Designed by: Hello Kitchen
For a time, range hoods were persona non grata in the kitchen—but all that changed once homeowners began clamoring for commercial ranges, which needed major hoods in order to efficiently extract smoke, grease and odors from these high-output stoves. Thus, the range hood has once again become a focal point in the kitchen, but venting a commercial range requires considerations beyond just looks. They also have to be able to handle serious cooking—here are 5 things to keep in mind when installing a hood for a commercial range:
1. Beware the downdraft system.
When I started designing kitchens in the mid-‘80s, the hottest new trend in ventilation was downdraft venting. The vent would be placed next to the cooktop, rather than above it, and the duct would go down through the basement and out the exterior wall. Without the need for a hood above the cooktop, it made the location of the cooking area more flexible: It could be placed in an island, against a wall with cabinets above or even under of a window. There's just one problem: Smoke and odors naturally rise up, so trying to pull them down isn't as effective, particularly with a commercial range. For this kind of serious cooking, downdrafts aren't suitable for the high-Btu output of a commercial-style range.
Photo by: Cultivate
2. Size ducts properly.
Traditional hoods used to be rated at 200 to 400 CFM (cubic feet of air removal per minute), but commercial ranges require hoods that can handle 600 to 1,400 CFM. This large movement of air requires a larger duct as well (8-10” round), which, in the early days, was a challenge to install. Contractors often weren't aware of the importance of retaining these large duct sizes and would often downsize them to be able to work the duct through walls and ceilings. The result is like trying to drink a milkshake with a cocktail straw: The air can only move through the duct with a lot of strain and with little result. Contractors still are known to do this, so be aware of how your hood is being installed to make sure that its efficiency is maximized.

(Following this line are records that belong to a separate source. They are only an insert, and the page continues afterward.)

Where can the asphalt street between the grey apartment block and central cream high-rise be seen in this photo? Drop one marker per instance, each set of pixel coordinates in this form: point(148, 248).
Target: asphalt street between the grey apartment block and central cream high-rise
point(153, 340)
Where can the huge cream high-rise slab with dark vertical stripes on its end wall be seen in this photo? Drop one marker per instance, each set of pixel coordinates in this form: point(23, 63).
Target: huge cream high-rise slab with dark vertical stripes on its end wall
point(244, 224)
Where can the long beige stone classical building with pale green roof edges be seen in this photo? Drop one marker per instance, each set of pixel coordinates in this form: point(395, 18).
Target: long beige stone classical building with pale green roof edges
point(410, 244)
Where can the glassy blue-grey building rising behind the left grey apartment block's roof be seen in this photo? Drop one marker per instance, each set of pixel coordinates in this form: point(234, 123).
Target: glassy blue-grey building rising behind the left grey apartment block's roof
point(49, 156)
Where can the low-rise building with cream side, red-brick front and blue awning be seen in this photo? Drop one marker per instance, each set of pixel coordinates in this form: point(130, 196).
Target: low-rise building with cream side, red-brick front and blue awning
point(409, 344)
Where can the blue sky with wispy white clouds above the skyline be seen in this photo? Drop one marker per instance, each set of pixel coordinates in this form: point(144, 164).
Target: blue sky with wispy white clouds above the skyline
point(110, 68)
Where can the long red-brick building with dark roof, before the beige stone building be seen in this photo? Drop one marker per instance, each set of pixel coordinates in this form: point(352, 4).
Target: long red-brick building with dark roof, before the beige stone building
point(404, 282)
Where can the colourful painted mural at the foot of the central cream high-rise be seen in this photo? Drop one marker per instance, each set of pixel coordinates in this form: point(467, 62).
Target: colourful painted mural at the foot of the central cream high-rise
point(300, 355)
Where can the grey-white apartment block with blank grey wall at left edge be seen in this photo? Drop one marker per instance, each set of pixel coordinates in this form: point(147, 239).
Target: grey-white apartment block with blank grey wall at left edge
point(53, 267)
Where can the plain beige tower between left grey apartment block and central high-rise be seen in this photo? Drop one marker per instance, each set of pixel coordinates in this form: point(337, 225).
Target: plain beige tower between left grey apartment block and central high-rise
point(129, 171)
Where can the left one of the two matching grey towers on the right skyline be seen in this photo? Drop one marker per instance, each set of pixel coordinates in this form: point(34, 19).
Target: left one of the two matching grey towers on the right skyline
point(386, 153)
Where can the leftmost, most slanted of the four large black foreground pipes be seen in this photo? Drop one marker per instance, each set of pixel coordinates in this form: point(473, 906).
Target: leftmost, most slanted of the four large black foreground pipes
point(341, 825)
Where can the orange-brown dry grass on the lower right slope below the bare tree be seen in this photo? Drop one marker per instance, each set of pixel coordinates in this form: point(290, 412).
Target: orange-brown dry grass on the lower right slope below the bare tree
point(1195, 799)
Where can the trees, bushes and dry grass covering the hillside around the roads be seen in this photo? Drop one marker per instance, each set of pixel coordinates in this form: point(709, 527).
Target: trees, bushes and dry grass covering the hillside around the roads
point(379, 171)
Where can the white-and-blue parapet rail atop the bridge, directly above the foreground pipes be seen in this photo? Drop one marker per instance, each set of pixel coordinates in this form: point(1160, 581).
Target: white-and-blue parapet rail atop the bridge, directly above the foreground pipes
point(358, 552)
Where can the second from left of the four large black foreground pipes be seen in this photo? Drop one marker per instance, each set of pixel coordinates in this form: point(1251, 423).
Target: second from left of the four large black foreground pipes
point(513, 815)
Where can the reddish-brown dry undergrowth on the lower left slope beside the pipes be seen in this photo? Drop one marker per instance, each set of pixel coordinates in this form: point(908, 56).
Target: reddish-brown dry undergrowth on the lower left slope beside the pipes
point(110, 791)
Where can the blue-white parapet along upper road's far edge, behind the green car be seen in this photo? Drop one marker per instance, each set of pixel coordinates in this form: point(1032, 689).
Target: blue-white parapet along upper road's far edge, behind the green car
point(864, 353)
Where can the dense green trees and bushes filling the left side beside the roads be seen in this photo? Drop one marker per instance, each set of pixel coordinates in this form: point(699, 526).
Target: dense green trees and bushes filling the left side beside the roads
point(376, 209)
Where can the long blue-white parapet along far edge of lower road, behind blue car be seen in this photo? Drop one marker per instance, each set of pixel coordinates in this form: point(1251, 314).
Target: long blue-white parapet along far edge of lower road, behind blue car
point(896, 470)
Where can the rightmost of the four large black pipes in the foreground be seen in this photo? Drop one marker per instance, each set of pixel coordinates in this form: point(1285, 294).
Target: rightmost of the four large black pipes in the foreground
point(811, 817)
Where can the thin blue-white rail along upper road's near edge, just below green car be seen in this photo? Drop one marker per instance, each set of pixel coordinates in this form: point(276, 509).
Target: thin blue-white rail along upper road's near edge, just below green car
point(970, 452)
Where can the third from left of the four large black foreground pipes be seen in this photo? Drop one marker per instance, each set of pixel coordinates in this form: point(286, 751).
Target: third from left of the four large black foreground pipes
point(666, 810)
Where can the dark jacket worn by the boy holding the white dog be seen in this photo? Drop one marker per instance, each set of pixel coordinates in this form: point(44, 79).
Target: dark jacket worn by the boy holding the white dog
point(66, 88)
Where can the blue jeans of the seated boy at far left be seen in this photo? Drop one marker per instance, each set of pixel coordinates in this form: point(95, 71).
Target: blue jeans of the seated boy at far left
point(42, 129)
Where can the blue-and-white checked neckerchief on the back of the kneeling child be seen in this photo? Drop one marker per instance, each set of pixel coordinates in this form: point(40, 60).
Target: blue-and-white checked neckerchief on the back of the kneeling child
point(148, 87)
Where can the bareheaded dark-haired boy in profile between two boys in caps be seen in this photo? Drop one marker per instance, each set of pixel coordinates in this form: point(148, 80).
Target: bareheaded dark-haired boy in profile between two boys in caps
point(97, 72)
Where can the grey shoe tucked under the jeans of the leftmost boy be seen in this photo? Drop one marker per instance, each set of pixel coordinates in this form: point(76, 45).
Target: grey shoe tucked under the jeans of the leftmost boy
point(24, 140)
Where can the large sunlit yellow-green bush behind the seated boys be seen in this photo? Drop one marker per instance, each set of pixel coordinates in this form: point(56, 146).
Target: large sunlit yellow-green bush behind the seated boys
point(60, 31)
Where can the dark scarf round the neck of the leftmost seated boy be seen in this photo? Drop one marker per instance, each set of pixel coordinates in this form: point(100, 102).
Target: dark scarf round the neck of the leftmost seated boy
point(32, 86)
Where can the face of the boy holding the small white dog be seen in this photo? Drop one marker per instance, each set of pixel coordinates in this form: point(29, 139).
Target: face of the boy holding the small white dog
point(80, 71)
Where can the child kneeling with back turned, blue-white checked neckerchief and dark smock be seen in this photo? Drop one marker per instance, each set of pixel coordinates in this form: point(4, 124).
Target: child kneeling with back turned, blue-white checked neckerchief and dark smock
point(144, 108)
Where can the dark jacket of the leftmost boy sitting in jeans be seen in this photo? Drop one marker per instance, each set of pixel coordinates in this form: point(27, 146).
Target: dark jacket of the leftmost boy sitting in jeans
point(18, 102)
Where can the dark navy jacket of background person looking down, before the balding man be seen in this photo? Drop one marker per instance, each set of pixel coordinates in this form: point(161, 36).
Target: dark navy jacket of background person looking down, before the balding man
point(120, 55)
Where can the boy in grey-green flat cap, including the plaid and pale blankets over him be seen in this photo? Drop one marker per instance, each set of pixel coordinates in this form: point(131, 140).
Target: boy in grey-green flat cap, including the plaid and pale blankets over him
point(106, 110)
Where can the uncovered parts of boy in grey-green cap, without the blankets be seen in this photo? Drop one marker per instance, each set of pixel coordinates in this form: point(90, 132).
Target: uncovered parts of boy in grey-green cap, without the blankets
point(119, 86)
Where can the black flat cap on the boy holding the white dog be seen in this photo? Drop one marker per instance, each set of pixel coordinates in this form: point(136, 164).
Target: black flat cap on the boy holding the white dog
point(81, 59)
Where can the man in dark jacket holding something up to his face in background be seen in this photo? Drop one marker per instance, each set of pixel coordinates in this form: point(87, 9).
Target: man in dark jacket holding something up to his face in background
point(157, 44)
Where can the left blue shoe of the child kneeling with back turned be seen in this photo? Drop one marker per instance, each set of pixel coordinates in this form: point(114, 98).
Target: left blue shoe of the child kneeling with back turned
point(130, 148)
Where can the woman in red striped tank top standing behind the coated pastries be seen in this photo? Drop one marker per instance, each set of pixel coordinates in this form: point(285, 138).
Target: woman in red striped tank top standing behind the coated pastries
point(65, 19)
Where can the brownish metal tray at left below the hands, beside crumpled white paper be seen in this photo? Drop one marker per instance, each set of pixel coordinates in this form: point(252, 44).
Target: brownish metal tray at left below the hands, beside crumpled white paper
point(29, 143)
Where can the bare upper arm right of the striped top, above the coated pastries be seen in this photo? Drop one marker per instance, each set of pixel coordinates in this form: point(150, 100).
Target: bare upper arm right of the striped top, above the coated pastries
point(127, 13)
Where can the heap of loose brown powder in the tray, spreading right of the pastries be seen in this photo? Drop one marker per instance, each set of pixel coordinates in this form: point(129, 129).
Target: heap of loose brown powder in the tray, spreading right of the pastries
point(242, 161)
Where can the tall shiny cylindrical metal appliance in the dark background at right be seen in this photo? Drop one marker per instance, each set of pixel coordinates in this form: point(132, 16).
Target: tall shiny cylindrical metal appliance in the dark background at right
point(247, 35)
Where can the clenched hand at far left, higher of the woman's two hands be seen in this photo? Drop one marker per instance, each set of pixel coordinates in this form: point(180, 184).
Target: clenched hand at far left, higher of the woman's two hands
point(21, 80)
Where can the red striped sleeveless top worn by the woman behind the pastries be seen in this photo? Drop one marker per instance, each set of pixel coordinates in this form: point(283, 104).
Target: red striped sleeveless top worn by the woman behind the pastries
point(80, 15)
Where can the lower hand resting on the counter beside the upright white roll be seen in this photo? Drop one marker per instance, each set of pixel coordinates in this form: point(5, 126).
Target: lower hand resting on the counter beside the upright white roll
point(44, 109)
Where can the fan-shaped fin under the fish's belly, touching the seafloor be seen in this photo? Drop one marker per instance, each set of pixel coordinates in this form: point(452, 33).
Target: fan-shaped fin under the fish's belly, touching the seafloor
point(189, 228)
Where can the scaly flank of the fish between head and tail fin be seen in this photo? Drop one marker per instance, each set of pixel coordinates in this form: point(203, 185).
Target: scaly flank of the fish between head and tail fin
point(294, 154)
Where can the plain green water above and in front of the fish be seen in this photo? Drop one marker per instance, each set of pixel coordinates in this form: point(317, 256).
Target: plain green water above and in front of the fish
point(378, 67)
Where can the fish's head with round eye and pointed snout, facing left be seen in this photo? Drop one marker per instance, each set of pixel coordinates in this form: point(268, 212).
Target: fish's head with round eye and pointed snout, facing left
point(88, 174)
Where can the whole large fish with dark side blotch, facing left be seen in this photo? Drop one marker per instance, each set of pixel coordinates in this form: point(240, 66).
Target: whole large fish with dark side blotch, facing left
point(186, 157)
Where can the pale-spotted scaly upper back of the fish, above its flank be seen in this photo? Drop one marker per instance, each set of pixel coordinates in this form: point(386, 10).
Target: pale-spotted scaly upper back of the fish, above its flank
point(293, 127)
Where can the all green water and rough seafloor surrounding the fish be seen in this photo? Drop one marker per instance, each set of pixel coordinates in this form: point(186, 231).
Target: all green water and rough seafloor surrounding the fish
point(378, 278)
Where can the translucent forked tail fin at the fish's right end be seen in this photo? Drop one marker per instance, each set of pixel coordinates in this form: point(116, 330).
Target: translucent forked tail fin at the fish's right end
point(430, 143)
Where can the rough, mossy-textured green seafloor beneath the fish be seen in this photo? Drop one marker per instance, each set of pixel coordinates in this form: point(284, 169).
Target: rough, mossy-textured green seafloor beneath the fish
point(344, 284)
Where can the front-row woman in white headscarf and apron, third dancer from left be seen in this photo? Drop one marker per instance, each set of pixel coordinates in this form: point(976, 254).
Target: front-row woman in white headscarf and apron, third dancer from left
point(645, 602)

Photo: Courtesy of Susan Serra
Designed by: Susan Serra
3. Remember the intake vent.
When high-output ranges are installed in today's super-tight houses, a new problem is how to make up the air that's being removed from the house so as to not create a vacuum in the kitchen. Without an intake vent, you run the risk of creating a backdraft—where air gets sucked through openings like chimneys and water-heater flues—which can cause result in excess carbon monoxide and other dangers. In many locations it’s required by code for the contractor to place an intake vent near the kitchen. Some hoods are building this into their system, and it will probably be the norm before long.
Photo by: Franco Rossi
Designed by: Jo-Ann Capelaci
4. Include a capture area.
Even if the hood you're installing has a very high CFM rate, don't be fooled into thinking that all of the smoke produced will go straight out the vent—especially if you're, say, grilling a steak. In order to help contain the smoke and keep it from leaking into the room, it’s important to have a capture area. This is the recess in the bottom of the hood. The more capture area, the more space the smoke has to linger before the blower can pull it up and out. There are many contemporary hoods with flat bottom filters and no capture area, which makes for a clean appearance, but it's definitely less effective. A recessed bottom with baffle filters is the best way to go. You've probably seen these in commercial kitchen hoods; they're the stainless “bars” that run from front to back and are cupped on top. This area captures the grease that is too heavy to go up with the airflow. The filters can be removed and put into the dishwasher for easy cleaning.
Photo by: Karyn Millet
Designed by: Warwick Group
5. Expect some noise.
A range hood's motor can be internal (inside the actual unit), external (installed on the outside wall or roof) or inline (inside the duct on a straight run). Any hood, regardless of where the motor is, will be noisy when on high. The motor does create some noise, but most of it is coming from the movement of air. External (when not placed directly out the back wall) and inline motors will be the quietest, but, still noisy. It’s best to turn the blower on at least 15 minutes before cooking in order to give it time to pick up the momentum of air movement.